The amount constitutes one third of the total merchandise imports for the period.

One change was observed in the import bill that transport category was replaced by the machinery during the past few months.

The trade deficit is widening as the overall import bill of the country has been on the rise since the start of 2017-18.

Official figures released by the Pakistan Bureau of Statistics (PBS) showed that the petroleum imports increased 34.9pc year-on-year to $9.02bn in the July-Feb period.

A 58.3pc growth was recorded in import of crude oil year-on-year to $2.5bn. But in terms of quantity, a growth of 28.8pc was posted year-on-year to 6.8 million tonnes, indicating that a large share of the increase is on account of higher prices.

Imports of petroleum products went up 17.2pc to $4.9bn in the eight-month period. The petroleum products recorded a nearly 3.1pc growth in quantity year-on-year to 10.8m tonnes.

In the petroleum group, the import bill of liquefied natural gas (LNG) surged 87.1pc year-on-year to $1.4bn. While that of petroleum gas liquefied recorded growth of 27.2pc year-on-year to $208.5m.

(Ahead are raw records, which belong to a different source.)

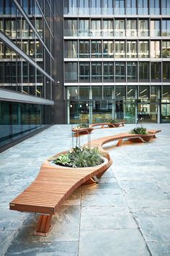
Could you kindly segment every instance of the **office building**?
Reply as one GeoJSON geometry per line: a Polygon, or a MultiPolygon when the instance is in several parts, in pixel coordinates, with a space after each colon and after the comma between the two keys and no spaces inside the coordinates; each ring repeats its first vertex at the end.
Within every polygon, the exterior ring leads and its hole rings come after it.
{"type": "Polygon", "coordinates": [[[53,4],[0,0],[0,148],[53,123],[53,4]]]}
{"type": "Polygon", "coordinates": [[[170,121],[170,1],[65,0],[67,122],[170,121]]]}

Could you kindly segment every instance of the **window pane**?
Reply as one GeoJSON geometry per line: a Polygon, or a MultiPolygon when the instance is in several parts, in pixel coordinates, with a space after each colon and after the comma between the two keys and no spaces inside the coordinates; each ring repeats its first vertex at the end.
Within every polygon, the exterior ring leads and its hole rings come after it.
{"type": "Polygon", "coordinates": [[[125,42],[115,41],[115,58],[125,58],[125,42]]]}
{"type": "Polygon", "coordinates": [[[112,20],[103,21],[103,36],[113,36],[113,21],[112,20]]]}
{"type": "Polygon", "coordinates": [[[101,62],[91,62],[91,82],[102,82],[101,62]]]}
{"type": "Polygon", "coordinates": [[[125,22],[124,20],[115,20],[115,36],[125,36],[125,22]]]}
{"type": "Polygon", "coordinates": [[[159,62],[151,62],[151,82],[161,81],[161,64],[159,62]]]}
{"type": "Polygon", "coordinates": [[[101,41],[91,40],[91,58],[102,57],[102,43],[101,41]]]}
{"type": "Polygon", "coordinates": [[[90,44],[89,41],[79,41],[79,58],[90,57],[90,44]]]}
{"type": "Polygon", "coordinates": [[[170,41],[162,41],[162,57],[170,58],[170,41]]]}
{"type": "Polygon", "coordinates": [[[139,98],[149,98],[148,86],[139,86],[139,98]]]}
{"type": "Polygon", "coordinates": [[[139,41],[138,42],[138,57],[139,58],[148,58],[148,41],[139,41]]]}
{"type": "Polygon", "coordinates": [[[80,62],[79,64],[79,82],[89,82],[90,63],[80,62]]]}
{"type": "Polygon", "coordinates": [[[137,82],[137,62],[127,62],[128,82],[137,82]]]}
{"type": "Polygon", "coordinates": [[[65,63],[65,82],[77,82],[77,62],[65,63]]]}
{"type": "Polygon", "coordinates": [[[115,62],[116,82],[125,82],[125,63],[115,62]]]}
{"type": "Polygon", "coordinates": [[[151,58],[161,58],[160,41],[151,41],[151,58]]]}
{"type": "Polygon", "coordinates": [[[103,41],[103,58],[113,58],[112,41],[103,41]]]}
{"type": "Polygon", "coordinates": [[[138,22],[138,36],[148,36],[148,20],[139,20],[138,22]]]}
{"type": "Polygon", "coordinates": [[[139,82],[149,82],[149,63],[139,62],[139,82]]]}
{"type": "Polygon", "coordinates": [[[89,20],[79,20],[79,35],[89,36],[89,20]]]}
{"type": "Polygon", "coordinates": [[[170,62],[163,62],[163,82],[170,82],[170,62]]]}
{"type": "Polygon", "coordinates": [[[116,86],[115,89],[115,97],[116,98],[125,98],[125,86],[116,86]]]}
{"type": "Polygon", "coordinates": [[[103,80],[104,82],[113,82],[114,80],[113,62],[103,62],[103,80]]]}
{"type": "Polygon", "coordinates": [[[101,20],[91,20],[91,36],[102,36],[101,20]]]}
{"type": "Polygon", "coordinates": [[[127,41],[127,58],[137,58],[136,41],[127,41]]]}
{"type": "Polygon", "coordinates": [[[64,42],[64,57],[77,58],[77,41],[64,42]]]}

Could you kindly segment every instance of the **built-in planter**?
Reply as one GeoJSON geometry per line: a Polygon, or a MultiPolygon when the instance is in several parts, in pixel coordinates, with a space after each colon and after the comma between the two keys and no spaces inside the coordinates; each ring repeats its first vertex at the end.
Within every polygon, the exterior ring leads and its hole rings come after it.
{"type": "Polygon", "coordinates": [[[129,141],[131,141],[133,142],[142,142],[143,140],[144,142],[148,142],[153,137],[154,135],[149,133],[148,135],[136,135],[136,136],[140,136],[140,137],[142,140],[140,140],[138,137],[136,137],[136,138],[129,139],[129,141]]]}
{"type": "Polygon", "coordinates": [[[89,133],[91,133],[93,130],[92,127],[85,127],[85,128],[73,128],[72,129],[72,132],[73,132],[73,133],[76,135],[89,135],[89,133]]]}
{"type": "Polygon", "coordinates": [[[84,172],[84,174],[86,173],[88,175],[89,174],[91,174],[94,171],[94,176],[92,177],[90,177],[89,179],[86,179],[84,181],[84,182],[82,182],[84,184],[93,184],[93,183],[99,183],[101,180],[102,176],[103,174],[108,169],[108,168],[112,164],[112,161],[110,159],[107,159],[106,157],[104,157],[103,155],[100,155],[101,158],[103,160],[103,163],[97,165],[97,166],[89,166],[89,167],[77,167],[77,168],[73,168],[73,167],[68,167],[68,166],[61,166],[58,164],[54,163],[54,161],[57,158],[58,155],[61,154],[66,154],[68,151],[64,151],[62,153],[60,153],[52,158],[49,158],[46,161],[46,166],[49,166],[49,168],[51,168],[51,171],[53,171],[53,169],[54,170],[63,170],[64,172],[70,174],[71,171],[76,171],[78,173],[81,173],[81,171],[84,172]]]}

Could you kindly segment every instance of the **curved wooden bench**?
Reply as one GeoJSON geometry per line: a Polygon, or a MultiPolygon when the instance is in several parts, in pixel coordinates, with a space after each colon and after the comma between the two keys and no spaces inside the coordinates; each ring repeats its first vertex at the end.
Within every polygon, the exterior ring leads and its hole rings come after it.
{"type": "MultiPolygon", "coordinates": [[[[153,132],[153,137],[156,132],[153,132]]],[[[107,159],[104,163],[94,167],[77,168],[62,167],[50,163],[58,155],[50,158],[42,164],[40,173],[35,181],[10,202],[9,208],[40,214],[35,234],[47,236],[51,226],[52,216],[64,200],[82,184],[89,181],[98,182],[100,177],[112,165],[112,160],[109,154],[102,148],[102,145],[118,140],[117,145],[120,146],[124,139],[135,137],[140,138],[140,135],[122,133],[92,140],[91,146],[98,147],[101,154],[107,159]]],[[[143,142],[142,139],[141,141],[143,142]]]]}
{"type": "Polygon", "coordinates": [[[109,122],[106,122],[106,123],[98,123],[98,124],[92,124],[90,125],[91,127],[99,127],[100,126],[100,128],[115,128],[115,127],[124,127],[125,124],[126,123],[125,121],[120,121],[117,123],[109,123],[109,122]]]}
{"type": "Polygon", "coordinates": [[[94,129],[92,127],[87,128],[73,128],[72,129],[72,132],[75,134],[76,136],[79,136],[79,135],[88,135],[92,132],[94,129]]]}

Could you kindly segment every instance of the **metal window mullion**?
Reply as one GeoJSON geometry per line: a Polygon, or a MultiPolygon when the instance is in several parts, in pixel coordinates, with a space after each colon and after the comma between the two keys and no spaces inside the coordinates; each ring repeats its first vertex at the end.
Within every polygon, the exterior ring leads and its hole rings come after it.
{"type": "Polygon", "coordinates": [[[32,30],[35,32],[35,35],[37,35],[37,37],[38,38],[38,39],[40,40],[40,42],[42,43],[42,44],[44,46],[44,47],[46,48],[47,51],[48,52],[48,54],[51,56],[51,57],[53,59],[53,57],[52,56],[50,51],[48,50],[48,47],[46,46],[46,45],[44,43],[44,41],[42,40],[42,38],[40,37],[40,35],[39,35],[39,33],[37,33],[37,31],[36,30],[36,29],[35,28],[35,27],[33,26],[32,23],[30,22],[30,19],[28,18],[27,15],[26,14],[26,13],[24,12],[24,11],[22,9],[22,8],[21,7],[21,6],[19,5],[19,4],[18,3],[18,1],[17,0],[13,0],[14,2],[15,3],[17,7],[19,9],[19,12],[21,12],[21,14],[22,14],[22,16],[24,17],[24,19],[26,20],[26,21],[28,22],[28,24],[30,25],[30,26],[32,27],[32,30]]]}

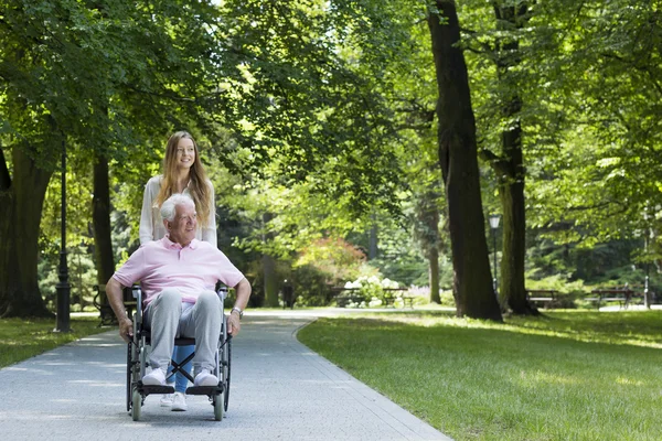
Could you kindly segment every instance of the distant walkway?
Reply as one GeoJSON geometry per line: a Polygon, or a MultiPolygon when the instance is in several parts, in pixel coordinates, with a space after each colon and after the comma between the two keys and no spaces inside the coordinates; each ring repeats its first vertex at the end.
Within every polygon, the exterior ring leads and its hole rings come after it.
{"type": "Polygon", "coordinates": [[[0,370],[6,440],[449,440],[297,342],[312,314],[255,312],[233,341],[227,418],[206,397],[172,412],[149,396],[126,411],[126,345],[117,331],[83,338],[0,370]]]}

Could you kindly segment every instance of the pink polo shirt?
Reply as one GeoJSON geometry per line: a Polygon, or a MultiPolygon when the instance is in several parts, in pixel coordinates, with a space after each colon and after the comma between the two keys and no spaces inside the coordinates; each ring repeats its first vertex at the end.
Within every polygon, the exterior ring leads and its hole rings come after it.
{"type": "Polygon", "coordinates": [[[177,288],[183,302],[195,303],[216,281],[235,287],[244,275],[211,244],[193,239],[182,248],[166,236],[138,248],[113,277],[125,287],[140,281],[147,306],[166,288],[177,288]]]}

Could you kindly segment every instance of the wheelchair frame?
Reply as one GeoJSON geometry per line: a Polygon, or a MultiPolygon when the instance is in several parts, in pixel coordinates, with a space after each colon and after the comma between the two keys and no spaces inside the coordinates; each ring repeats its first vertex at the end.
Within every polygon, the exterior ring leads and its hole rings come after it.
{"type": "MultiPolygon", "coordinates": [[[[137,305],[134,313],[134,340],[127,345],[127,411],[131,415],[134,421],[140,420],[141,408],[148,395],[153,394],[173,394],[172,386],[146,386],[142,384],[142,377],[146,375],[148,363],[148,347],[151,346],[150,331],[142,327],[142,290],[139,286],[128,287],[125,290],[130,290],[131,295],[136,299],[137,305]]],[[[217,291],[221,298],[221,303],[225,308],[225,298],[227,297],[227,288],[222,287],[217,291]]],[[[130,298],[125,295],[125,298],[130,298]]],[[[212,373],[218,378],[217,386],[191,386],[186,388],[186,395],[206,395],[210,402],[214,407],[214,419],[221,421],[223,413],[227,411],[229,400],[229,372],[232,358],[232,335],[227,333],[227,318],[222,314],[223,323],[221,325],[221,335],[218,336],[218,347],[216,349],[216,366],[212,373]]],[[[175,346],[194,345],[195,338],[179,337],[174,340],[175,346]]],[[[189,355],[183,361],[171,361],[172,372],[168,378],[175,375],[178,372],[183,374],[191,383],[193,377],[181,369],[181,366],[189,363],[195,353],[189,355]]]]}

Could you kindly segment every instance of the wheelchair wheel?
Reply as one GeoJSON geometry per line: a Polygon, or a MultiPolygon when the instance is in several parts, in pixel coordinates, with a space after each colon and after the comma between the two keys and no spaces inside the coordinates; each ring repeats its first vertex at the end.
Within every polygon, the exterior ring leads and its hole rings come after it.
{"type": "Polygon", "coordinates": [[[229,402],[229,367],[232,362],[232,335],[227,337],[223,349],[223,407],[227,411],[229,402]]]}
{"type": "Polygon", "coordinates": [[[214,420],[221,421],[223,419],[223,400],[220,395],[214,397],[214,420]]]}
{"type": "Polygon", "coordinates": [[[132,343],[129,342],[127,345],[127,412],[131,411],[131,370],[134,364],[131,363],[131,349],[132,343]]]}
{"type": "Polygon", "coordinates": [[[134,389],[134,406],[131,411],[131,417],[134,417],[134,421],[140,420],[140,407],[142,406],[142,396],[138,391],[138,389],[134,389]]]}

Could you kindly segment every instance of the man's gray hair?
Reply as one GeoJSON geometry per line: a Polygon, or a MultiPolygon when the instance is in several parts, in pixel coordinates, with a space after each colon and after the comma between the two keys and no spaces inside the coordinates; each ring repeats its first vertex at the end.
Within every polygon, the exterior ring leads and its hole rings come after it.
{"type": "Polygon", "coordinates": [[[195,208],[195,203],[188,194],[175,193],[172,196],[168,197],[166,202],[161,205],[161,218],[163,220],[172,222],[174,220],[175,207],[178,205],[189,205],[195,208]]]}

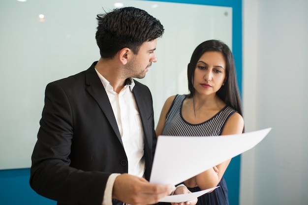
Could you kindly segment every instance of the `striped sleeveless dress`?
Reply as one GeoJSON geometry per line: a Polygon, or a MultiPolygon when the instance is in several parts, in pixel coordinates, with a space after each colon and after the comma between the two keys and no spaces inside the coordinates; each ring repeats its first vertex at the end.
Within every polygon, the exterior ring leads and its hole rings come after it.
{"type": "MultiPolygon", "coordinates": [[[[220,135],[224,126],[234,113],[232,107],[226,106],[210,119],[200,124],[190,124],[183,118],[181,110],[186,95],[177,95],[166,116],[162,135],[182,136],[215,136],[220,135]]],[[[213,192],[198,198],[198,205],[228,205],[228,189],[223,177],[218,184],[220,186],[213,192]]],[[[200,191],[198,187],[188,188],[192,192],[200,191]]]]}

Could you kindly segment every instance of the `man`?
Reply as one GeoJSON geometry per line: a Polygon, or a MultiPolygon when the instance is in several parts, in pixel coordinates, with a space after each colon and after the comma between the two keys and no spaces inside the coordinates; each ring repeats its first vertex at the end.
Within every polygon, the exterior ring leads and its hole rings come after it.
{"type": "Polygon", "coordinates": [[[164,29],[134,7],[97,19],[99,60],[46,87],[30,184],[58,205],[157,203],[175,188],[148,181],[156,144],[152,98],[132,78],[144,78],[157,61],[164,29]]]}

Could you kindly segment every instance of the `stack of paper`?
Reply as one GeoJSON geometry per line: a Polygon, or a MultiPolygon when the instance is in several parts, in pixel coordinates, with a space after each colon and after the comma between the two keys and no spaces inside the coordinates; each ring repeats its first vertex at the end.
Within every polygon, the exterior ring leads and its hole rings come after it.
{"type": "MultiPolygon", "coordinates": [[[[261,142],[271,129],[215,137],[160,136],[150,182],[174,185],[181,183],[251,149],[261,142]]],[[[180,195],[185,196],[178,197],[188,199],[189,195],[201,195],[216,188],[207,192],[204,190],[199,193],[180,195]]],[[[177,200],[176,196],[168,196],[160,201],[177,202],[170,201],[177,200]],[[170,198],[174,199],[169,200],[170,198]]]]}

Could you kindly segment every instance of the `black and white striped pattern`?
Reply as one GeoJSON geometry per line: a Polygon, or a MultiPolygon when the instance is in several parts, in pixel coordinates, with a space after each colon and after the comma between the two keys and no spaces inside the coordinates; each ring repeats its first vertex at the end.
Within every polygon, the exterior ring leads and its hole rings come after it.
{"type": "Polygon", "coordinates": [[[167,114],[162,135],[178,136],[215,136],[220,135],[230,116],[237,111],[226,106],[211,119],[200,124],[190,124],[183,118],[181,111],[184,95],[177,95],[167,114]]]}

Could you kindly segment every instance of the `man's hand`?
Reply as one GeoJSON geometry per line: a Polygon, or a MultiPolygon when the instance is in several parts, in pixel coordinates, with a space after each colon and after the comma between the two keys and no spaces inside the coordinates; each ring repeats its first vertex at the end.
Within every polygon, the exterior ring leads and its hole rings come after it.
{"type": "MultiPolygon", "coordinates": [[[[176,194],[188,194],[191,193],[190,191],[185,186],[181,186],[177,188],[174,195],[176,194]]],[[[172,205],[195,205],[198,202],[198,198],[195,198],[192,200],[187,201],[185,202],[181,202],[180,203],[171,203],[172,205]]]]}
{"type": "Polygon", "coordinates": [[[116,178],[112,198],[132,205],[151,205],[175,190],[172,185],[151,184],[143,178],[123,174],[116,178]]]}

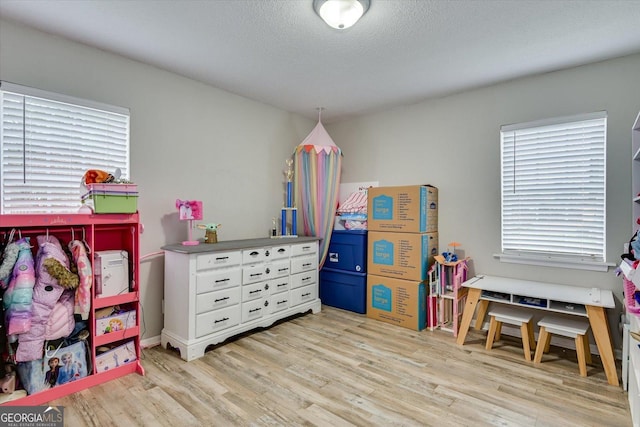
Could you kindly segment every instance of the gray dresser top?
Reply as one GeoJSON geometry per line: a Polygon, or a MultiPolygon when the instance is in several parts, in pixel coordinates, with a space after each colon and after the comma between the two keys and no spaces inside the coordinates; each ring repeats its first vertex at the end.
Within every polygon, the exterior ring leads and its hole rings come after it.
{"type": "Polygon", "coordinates": [[[265,246],[281,246],[304,242],[313,242],[322,240],[320,237],[313,236],[299,236],[299,237],[279,237],[279,238],[259,238],[259,239],[242,239],[242,240],[228,240],[218,243],[203,243],[199,245],[189,246],[175,243],[172,245],[165,245],[161,249],[170,252],[179,252],[183,254],[197,254],[203,252],[222,252],[233,251],[238,249],[250,249],[250,248],[263,248],[265,246]]]}

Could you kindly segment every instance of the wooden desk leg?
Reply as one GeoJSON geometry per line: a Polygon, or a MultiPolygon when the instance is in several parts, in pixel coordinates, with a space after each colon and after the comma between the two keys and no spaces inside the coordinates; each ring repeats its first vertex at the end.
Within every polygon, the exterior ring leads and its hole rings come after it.
{"type": "Polygon", "coordinates": [[[591,324],[593,337],[596,339],[598,353],[604,366],[604,373],[607,375],[607,381],[611,385],[620,385],[618,381],[618,372],[616,371],[616,362],[613,356],[613,348],[611,346],[611,335],[609,334],[609,321],[604,307],[587,305],[587,316],[591,324]]]}
{"type": "MultiPolygon", "coordinates": [[[[480,292],[482,294],[482,292],[480,292]]],[[[476,314],[476,324],[473,327],[476,331],[482,329],[482,325],[484,325],[484,318],[487,315],[487,310],[489,309],[489,301],[486,299],[481,299],[478,301],[478,313],[476,314]]]]}
{"type": "MultiPolygon", "coordinates": [[[[478,301],[480,301],[481,294],[482,289],[469,288],[467,303],[464,305],[464,312],[462,313],[462,321],[460,322],[460,330],[458,331],[458,339],[456,341],[458,345],[464,344],[464,339],[467,337],[467,332],[469,332],[469,326],[471,325],[471,320],[473,319],[473,313],[474,311],[476,311],[476,305],[478,305],[478,301]]],[[[480,302],[482,303],[485,301],[483,300],[480,302]]],[[[486,308],[484,311],[486,313],[486,308]]]]}

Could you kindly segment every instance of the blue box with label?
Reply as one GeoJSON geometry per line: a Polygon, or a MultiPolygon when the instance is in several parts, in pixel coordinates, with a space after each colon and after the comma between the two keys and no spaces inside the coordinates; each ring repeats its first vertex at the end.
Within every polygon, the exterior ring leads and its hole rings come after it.
{"type": "Polygon", "coordinates": [[[366,273],[367,230],[333,230],[324,266],[334,270],[366,273]]]}
{"type": "Polygon", "coordinates": [[[367,312],[367,274],[322,268],[320,300],[322,304],[360,314],[367,312]]]}

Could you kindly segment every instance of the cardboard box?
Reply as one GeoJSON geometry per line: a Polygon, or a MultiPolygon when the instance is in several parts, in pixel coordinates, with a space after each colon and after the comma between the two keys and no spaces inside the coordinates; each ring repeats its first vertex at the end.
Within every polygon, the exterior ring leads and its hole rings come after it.
{"type": "Polygon", "coordinates": [[[96,336],[133,328],[136,326],[136,317],[136,311],[131,310],[96,319],[96,336]]]}
{"type": "Polygon", "coordinates": [[[367,272],[404,280],[427,279],[438,255],[438,233],[369,231],[367,272]]]}
{"type": "Polygon", "coordinates": [[[369,231],[438,231],[438,189],[431,185],[373,187],[367,204],[369,231]]]}
{"type": "Polygon", "coordinates": [[[368,274],[367,317],[423,330],[427,326],[426,283],[368,274]]]}

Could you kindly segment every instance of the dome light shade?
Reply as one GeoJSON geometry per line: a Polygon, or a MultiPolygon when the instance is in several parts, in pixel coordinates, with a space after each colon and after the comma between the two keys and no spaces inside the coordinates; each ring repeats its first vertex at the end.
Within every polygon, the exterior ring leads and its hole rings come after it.
{"type": "Polygon", "coordinates": [[[344,30],[369,9],[369,0],[313,0],[313,9],[330,27],[344,30]]]}

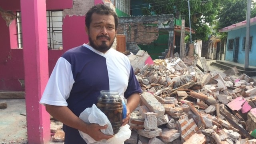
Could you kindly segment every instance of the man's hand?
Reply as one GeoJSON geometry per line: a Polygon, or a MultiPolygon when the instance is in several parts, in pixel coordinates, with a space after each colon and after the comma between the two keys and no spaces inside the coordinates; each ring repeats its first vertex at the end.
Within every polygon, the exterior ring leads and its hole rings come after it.
{"type": "Polygon", "coordinates": [[[123,119],[122,121],[122,126],[124,126],[129,122],[129,120],[130,120],[130,115],[131,114],[131,112],[129,108],[126,108],[126,117],[123,119]]]}
{"type": "Polygon", "coordinates": [[[113,137],[114,135],[107,135],[103,134],[100,131],[101,129],[107,128],[108,126],[107,125],[102,126],[96,124],[88,124],[86,128],[86,130],[84,132],[90,136],[96,141],[108,140],[113,137]]]}

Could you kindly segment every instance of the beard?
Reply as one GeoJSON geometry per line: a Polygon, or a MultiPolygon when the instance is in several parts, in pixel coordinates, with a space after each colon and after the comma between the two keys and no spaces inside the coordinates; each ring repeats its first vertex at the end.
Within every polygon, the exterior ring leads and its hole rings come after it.
{"type": "MultiPolygon", "coordinates": [[[[97,40],[98,38],[99,38],[102,37],[107,38],[108,39],[108,40],[109,40],[110,41],[110,38],[106,36],[97,36],[97,37],[96,37],[96,39],[97,40]]],[[[108,50],[109,50],[110,48],[111,48],[111,46],[112,46],[112,45],[114,43],[114,41],[113,41],[112,42],[110,43],[110,44],[109,45],[108,45],[106,44],[106,41],[102,41],[102,44],[101,45],[100,45],[98,46],[96,46],[94,42],[92,40],[92,38],[91,38],[91,37],[90,36],[89,36],[89,42],[90,42],[90,44],[91,45],[91,46],[93,48],[102,52],[105,52],[107,51],[108,50]]]]}

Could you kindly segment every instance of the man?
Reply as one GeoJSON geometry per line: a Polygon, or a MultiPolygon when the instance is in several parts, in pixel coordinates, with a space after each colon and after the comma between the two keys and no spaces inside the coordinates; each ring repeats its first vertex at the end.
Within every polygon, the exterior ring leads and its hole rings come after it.
{"type": "Polygon", "coordinates": [[[94,6],[86,14],[89,43],[66,52],[58,60],[40,103],[64,124],[65,144],[86,144],[78,130],[96,141],[114,136],[100,129],[108,126],[86,124],[78,117],[86,108],[96,104],[102,90],[118,91],[127,98],[126,118],[137,106],[141,89],[127,56],[111,48],[116,34],[118,18],[103,4],[94,6]]]}

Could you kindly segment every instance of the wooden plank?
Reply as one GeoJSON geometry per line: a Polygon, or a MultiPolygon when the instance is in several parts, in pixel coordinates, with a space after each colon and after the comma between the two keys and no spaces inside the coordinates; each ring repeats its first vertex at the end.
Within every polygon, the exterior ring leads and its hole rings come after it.
{"type": "Polygon", "coordinates": [[[124,52],[126,51],[126,40],[125,35],[116,35],[116,50],[120,52],[124,52]]]}
{"type": "Polygon", "coordinates": [[[201,63],[202,64],[202,65],[203,67],[203,68],[205,72],[210,72],[211,70],[210,70],[209,68],[209,66],[208,66],[208,64],[207,64],[207,62],[206,62],[206,60],[205,59],[205,57],[200,57],[199,58],[200,59],[200,61],[201,61],[201,63]]]}
{"type": "Polygon", "coordinates": [[[220,107],[220,114],[226,119],[228,122],[230,123],[233,126],[239,130],[238,132],[242,136],[244,136],[244,137],[247,138],[250,140],[254,139],[254,138],[252,136],[250,133],[248,132],[246,130],[240,126],[238,124],[237,124],[235,121],[239,121],[236,119],[235,117],[230,113],[227,108],[225,107],[224,105],[222,105],[220,107]]]}

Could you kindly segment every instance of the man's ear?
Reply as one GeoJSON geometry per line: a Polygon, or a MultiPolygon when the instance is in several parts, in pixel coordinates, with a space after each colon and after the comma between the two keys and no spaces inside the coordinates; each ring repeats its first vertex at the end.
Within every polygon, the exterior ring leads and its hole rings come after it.
{"type": "Polygon", "coordinates": [[[86,34],[88,34],[89,29],[88,29],[88,28],[87,28],[87,27],[86,26],[84,27],[84,28],[85,28],[85,31],[86,32],[86,34]]]}

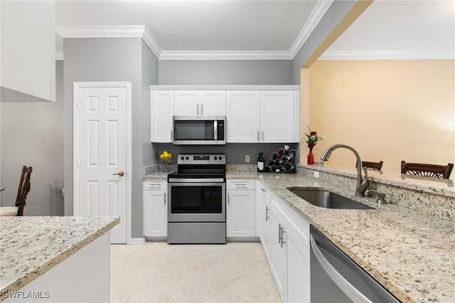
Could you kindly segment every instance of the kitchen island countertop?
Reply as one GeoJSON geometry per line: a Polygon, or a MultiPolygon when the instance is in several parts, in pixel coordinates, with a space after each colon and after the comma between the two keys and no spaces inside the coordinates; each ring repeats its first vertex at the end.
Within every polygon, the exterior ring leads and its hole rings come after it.
{"type": "MultiPolygon", "coordinates": [[[[401,301],[455,302],[455,224],[452,221],[396,204],[378,207],[373,198],[355,197],[353,192],[299,174],[257,173],[238,166],[238,169],[228,170],[226,179],[263,181],[401,301]],[[328,189],[375,209],[315,206],[287,189],[298,186],[328,189]]],[[[155,178],[166,176],[144,176],[146,179],[155,178]]],[[[447,193],[451,196],[443,194],[447,193]]]]}
{"type": "Polygon", "coordinates": [[[119,222],[118,217],[0,217],[0,293],[20,289],[119,222]]]}
{"type": "Polygon", "coordinates": [[[355,197],[336,186],[297,174],[228,171],[226,178],[259,179],[402,302],[455,302],[455,224],[395,204],[355,197]],[[315,206],[287,189],[323,188],[373,210],[315,206]]]}

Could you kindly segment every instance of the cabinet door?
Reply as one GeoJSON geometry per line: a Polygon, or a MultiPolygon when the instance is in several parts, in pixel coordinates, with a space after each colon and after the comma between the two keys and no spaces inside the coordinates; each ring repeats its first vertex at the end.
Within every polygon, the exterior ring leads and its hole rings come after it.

The second-biggest component in the import bill was food commodities whose import rose 6.3pc year-on-year to $4.3bn in the first eight months of this fiscal year. The increase is due mainly to massive imports of palm oil registering a 13.5pc year-on-year rise to $1.4bn in value. In terms of quantity, an increase of 8.8pc year-on-year was also recorded to 1.8m tonnes.

The second-biggest single product in food import bill is tea, which went up by 10.2pc year-on-year to $398.1m. However, a 5.8pc decline was recorded in terms of quantity. The import of ‘other’ food items went up 18pc year-on-year to $1.6bn.

The import of milk products went up by 1.5pc to $168.2m year-on-year. The import of soyabean oil went up 84.6pc to $107.5m. Import of spices rose 19.6pc year-on-year to $106.6m and a rise of 6.2pc in import of sugar was recorded year-on-year to $3.6m.

The import of pulses dropped by 41pc year-on-year to $353.3m due to better yield in domestic market. The import of dry fruits fell 16.8pc year-on-year to $93.6m owing to regulatory duties imposed on imports of various types of dry fruits especially from Afghanistan.

The third biggest component of import bill is of transport category which went up 46.6pc to $2.9bn from $1.98bn over the corresponding period of last year.

In this category, the import of road motor vehicle increased by 19.7pc to $1.8bn during the period under review as against $1.6bn over the corresponding period of last year.

The one category which started a declining trend is of machinery. The overall machinery group declined by 3.3pc to $7.5bn as against $7.8bn over the corresponding period of last year.

In this category, the only area which posted a robust growth was that of mobile and telecom equipment imports which went up by 13.7pc to $1bn from $0.88bn over the corresponding period of last year.

However, the import of construction and mining machinery dropped by 29pc, office machinery 0.15pc and power generating machinery 18.7pc, respectively.